Common sense is the basic level of practical knowledge that is commonly shared among most people. Such knowledge includes but is not limited to social commonsense (“it’s impolite to comment on people’s weight”), and physical commonsense (“snow is cold”). While humans use commonsense knowledge and reasoning abilities to seamlessly navigate everyday situations, endowing machines with such capabilities has remained an elusive goal of AI research for decades.

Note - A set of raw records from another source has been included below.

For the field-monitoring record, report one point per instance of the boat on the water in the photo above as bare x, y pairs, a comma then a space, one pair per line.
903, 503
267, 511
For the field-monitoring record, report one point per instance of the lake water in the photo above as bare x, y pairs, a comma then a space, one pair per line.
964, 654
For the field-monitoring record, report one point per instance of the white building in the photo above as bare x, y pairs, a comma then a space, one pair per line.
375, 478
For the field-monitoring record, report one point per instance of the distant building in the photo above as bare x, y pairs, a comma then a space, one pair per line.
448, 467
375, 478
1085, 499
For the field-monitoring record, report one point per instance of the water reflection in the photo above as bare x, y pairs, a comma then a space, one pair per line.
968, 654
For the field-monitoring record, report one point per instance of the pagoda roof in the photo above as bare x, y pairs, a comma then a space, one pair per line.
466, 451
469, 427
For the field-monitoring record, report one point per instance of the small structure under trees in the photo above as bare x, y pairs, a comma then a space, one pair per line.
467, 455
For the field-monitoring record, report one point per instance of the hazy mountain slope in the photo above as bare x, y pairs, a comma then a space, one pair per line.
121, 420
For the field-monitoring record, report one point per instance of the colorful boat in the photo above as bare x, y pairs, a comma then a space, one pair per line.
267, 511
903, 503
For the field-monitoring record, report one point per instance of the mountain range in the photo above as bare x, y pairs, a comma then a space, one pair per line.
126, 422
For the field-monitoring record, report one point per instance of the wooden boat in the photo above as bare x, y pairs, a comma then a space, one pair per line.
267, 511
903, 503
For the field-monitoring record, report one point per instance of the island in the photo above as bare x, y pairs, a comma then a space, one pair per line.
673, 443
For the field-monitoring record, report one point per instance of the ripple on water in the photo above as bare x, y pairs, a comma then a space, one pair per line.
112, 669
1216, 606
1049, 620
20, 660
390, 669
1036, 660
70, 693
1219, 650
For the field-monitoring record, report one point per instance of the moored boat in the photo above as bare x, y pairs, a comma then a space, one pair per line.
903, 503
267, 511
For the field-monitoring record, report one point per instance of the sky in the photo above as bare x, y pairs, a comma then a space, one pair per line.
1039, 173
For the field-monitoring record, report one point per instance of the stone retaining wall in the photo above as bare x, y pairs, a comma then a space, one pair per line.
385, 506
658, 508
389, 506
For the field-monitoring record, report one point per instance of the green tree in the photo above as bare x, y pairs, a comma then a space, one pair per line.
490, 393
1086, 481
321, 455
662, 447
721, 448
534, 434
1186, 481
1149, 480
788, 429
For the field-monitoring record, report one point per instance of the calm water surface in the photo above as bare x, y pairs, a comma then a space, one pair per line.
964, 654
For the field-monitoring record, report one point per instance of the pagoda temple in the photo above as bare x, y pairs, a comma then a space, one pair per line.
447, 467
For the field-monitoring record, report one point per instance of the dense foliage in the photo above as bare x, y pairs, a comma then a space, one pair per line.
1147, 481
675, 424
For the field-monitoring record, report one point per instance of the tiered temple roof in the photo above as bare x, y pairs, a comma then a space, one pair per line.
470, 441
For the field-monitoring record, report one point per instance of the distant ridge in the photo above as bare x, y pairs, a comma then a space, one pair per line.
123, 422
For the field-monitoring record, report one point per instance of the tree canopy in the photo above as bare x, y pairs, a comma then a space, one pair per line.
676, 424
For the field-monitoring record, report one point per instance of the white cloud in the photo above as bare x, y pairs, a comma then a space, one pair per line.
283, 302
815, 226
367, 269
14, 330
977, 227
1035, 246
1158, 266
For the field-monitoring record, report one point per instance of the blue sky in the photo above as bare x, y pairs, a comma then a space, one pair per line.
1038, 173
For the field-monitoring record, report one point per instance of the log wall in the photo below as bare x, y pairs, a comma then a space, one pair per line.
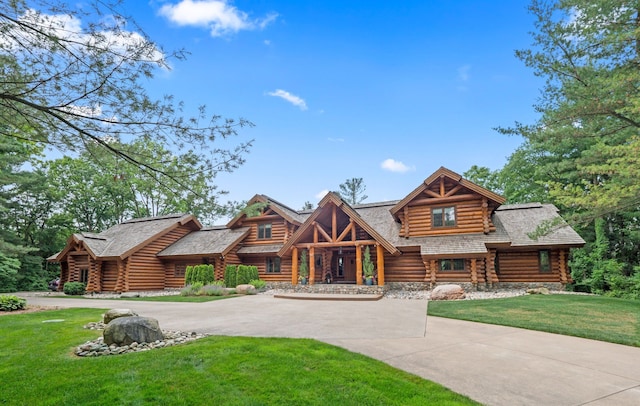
523, 267
469, 219
145, 271
407, 267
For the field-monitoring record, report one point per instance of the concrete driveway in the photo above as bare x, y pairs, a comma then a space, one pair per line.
494, 365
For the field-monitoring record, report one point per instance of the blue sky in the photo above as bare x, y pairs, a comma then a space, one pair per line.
386, 91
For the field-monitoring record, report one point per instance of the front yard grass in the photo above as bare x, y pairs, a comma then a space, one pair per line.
37, 366
595, 317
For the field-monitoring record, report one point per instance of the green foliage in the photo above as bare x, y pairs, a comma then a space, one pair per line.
303, 266
352, 191
9, 303
199, 273
74, 288
231, 276
258, 283
367, 265
8, 273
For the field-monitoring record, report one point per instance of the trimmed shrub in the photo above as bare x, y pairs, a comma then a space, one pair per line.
9, 303
74, 288
258, 283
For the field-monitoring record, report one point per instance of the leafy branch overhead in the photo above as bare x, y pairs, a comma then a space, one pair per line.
73, 77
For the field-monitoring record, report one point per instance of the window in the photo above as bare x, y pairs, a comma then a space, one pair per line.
273, 265
179, 270
264, 231
544, 261
443, 217
452, 264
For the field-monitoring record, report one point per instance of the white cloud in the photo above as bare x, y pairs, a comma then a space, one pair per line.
218, 15
114, 38
291, 98
395, 166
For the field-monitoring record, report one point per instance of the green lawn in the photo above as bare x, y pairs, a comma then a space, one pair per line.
37, 366
596, 317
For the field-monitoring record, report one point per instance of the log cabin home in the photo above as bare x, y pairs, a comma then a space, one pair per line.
447, 230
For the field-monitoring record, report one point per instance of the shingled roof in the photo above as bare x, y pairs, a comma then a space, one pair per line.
208, 241
521, 221
122, 239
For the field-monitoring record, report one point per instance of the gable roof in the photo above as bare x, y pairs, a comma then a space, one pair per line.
521, 221
442, 171
207, 241
332, 197
282, 210
123, 239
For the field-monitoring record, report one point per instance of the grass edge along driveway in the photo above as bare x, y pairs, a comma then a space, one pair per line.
37, 366
588, 316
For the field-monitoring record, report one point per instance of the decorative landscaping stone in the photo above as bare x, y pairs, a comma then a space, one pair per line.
447, 292
115, 313
127, 330
246, 290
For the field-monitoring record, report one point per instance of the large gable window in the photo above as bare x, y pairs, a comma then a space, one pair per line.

Consequently, we organize this workshop to encourage discussion of current progress on building machines with commonsense knowledge and reasoning abilities. We aim to bring together researchers from different areas (e.g. NLP, computer vision, computational neuroscience, psychology) to communicate promising working directions in the area of commonsense reasoning.

Topics of interests include but not limited to
- Methods: methods for commonsense reasoning tasks; methods that integrate commonsense knowledge bases and neural models; methods that improve the interpretability and explainability of neural models for reasoning and more.
- Analysis: methods to probe commonsense knowledge from NLP models; methods to understand reasoning mechanisms of existing models; methods that identify limitations of existing methods for AI applications (including but not limited to NLP, CV and robotics) due to the lack of commonsense knowledge
- Resources: acquiring commonsense knowledge (from text corpora, images, videos, pre-trained neural models, etc.); constructing and completing (semi-)structured CKBs; consolidating CKBs under unified schemas.
- Benchmarks: designing challenging tasks and building datasets to evaluate models’ commonsense knowledge and reasoning abilities; designing new evaluation schemas and metrics forcommonsense reasoning tasks, particularly for openended and generative tasks

The CSRR Workshop will be co-located with ACL 2022!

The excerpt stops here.